According to the 2020 MTF study, 44% of college students reported marijuana use during the year, an increase from 38% in 2015. The daily or near-daily use also increased from 5% half a decade ago to 8%. Reported use of psychedelic drugs with hallucinogen consumption among college students also rose from 5% the previous year to 9%. Non-college students reported a 2% increase in use.
On the flipside, alcohol use among college students dropped 6% from the previous year. The number of students reporting being drunk in the past month dropped from 35% last year to 28%. The number of students who reported “binge-drinking,” or having five or more drinks in one outing at least once in the past two weeks, fell eight percentage points.
While the studies do not address what may be causing the new trends in marijuana use, scientists suggest that the pandemic is taking a heavy toll on our daily lives and mental health, which, in turn, is increasing marijuana and hallucinogen use.
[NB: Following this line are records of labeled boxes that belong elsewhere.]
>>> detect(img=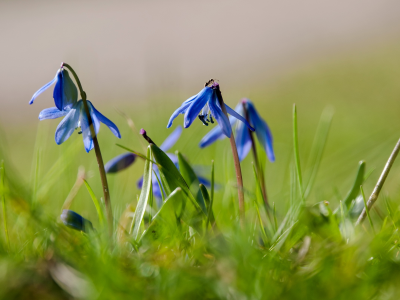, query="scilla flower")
[60,209,93,232]
[39,100,121,152]
[29,67,78,110]
[199,98,275,162]
[167,80,254,137]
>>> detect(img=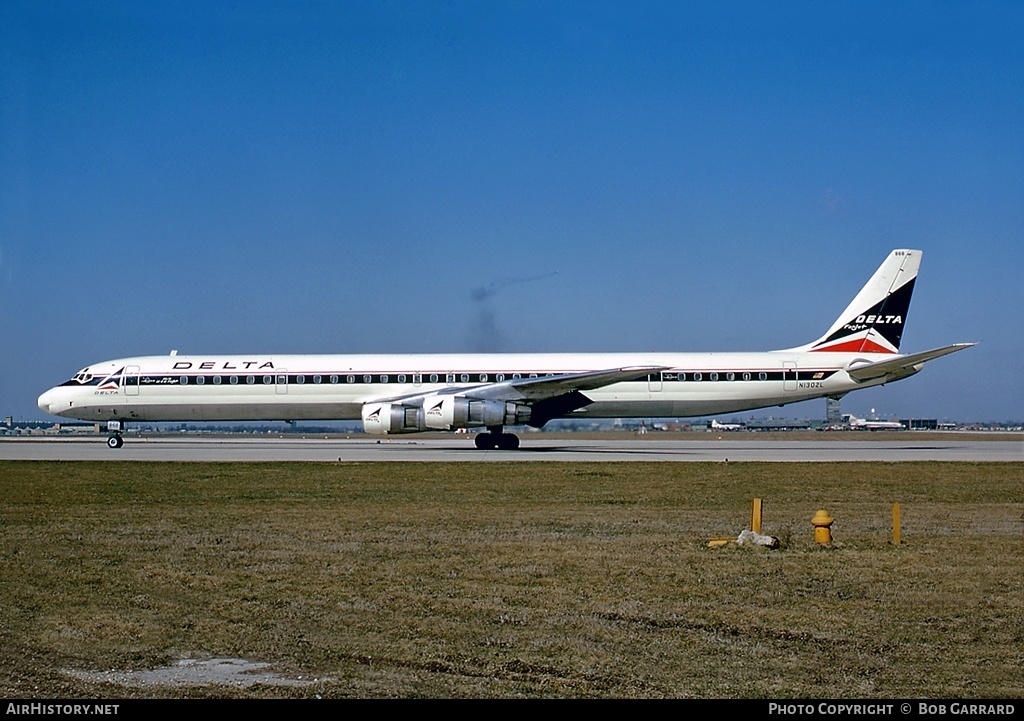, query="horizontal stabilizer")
[847,343,977,381]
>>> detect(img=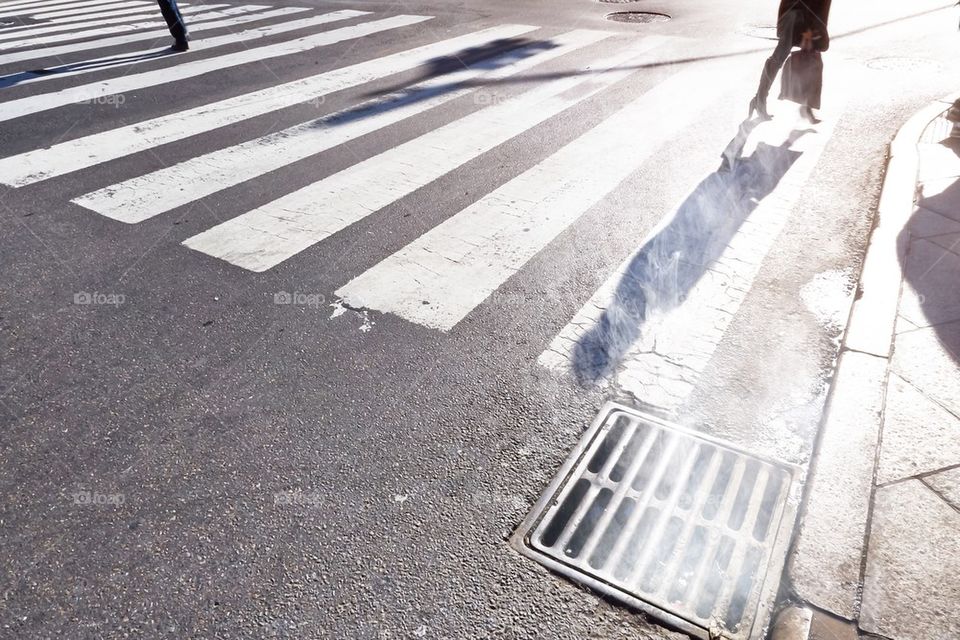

The drop in alcohol use could very well be explained by the lack of social events that occurred during the time of the study, because alcohol is more often associated with parties and gatherings than is marijuana.
Another fascinating find in the MTF study was that only 24% of college students reported believing marijuana poses a risk of harm. While the risks of marijuana are finally being studied as regulations surrounding the substance start to ease, the fear campaigns utilized to enact marijuana’s prohibition appear to not be having many lingering effects. Of course, there are still people who will argue that cannabis is a danger to society, but they will be doing so with little to no information to back their claims.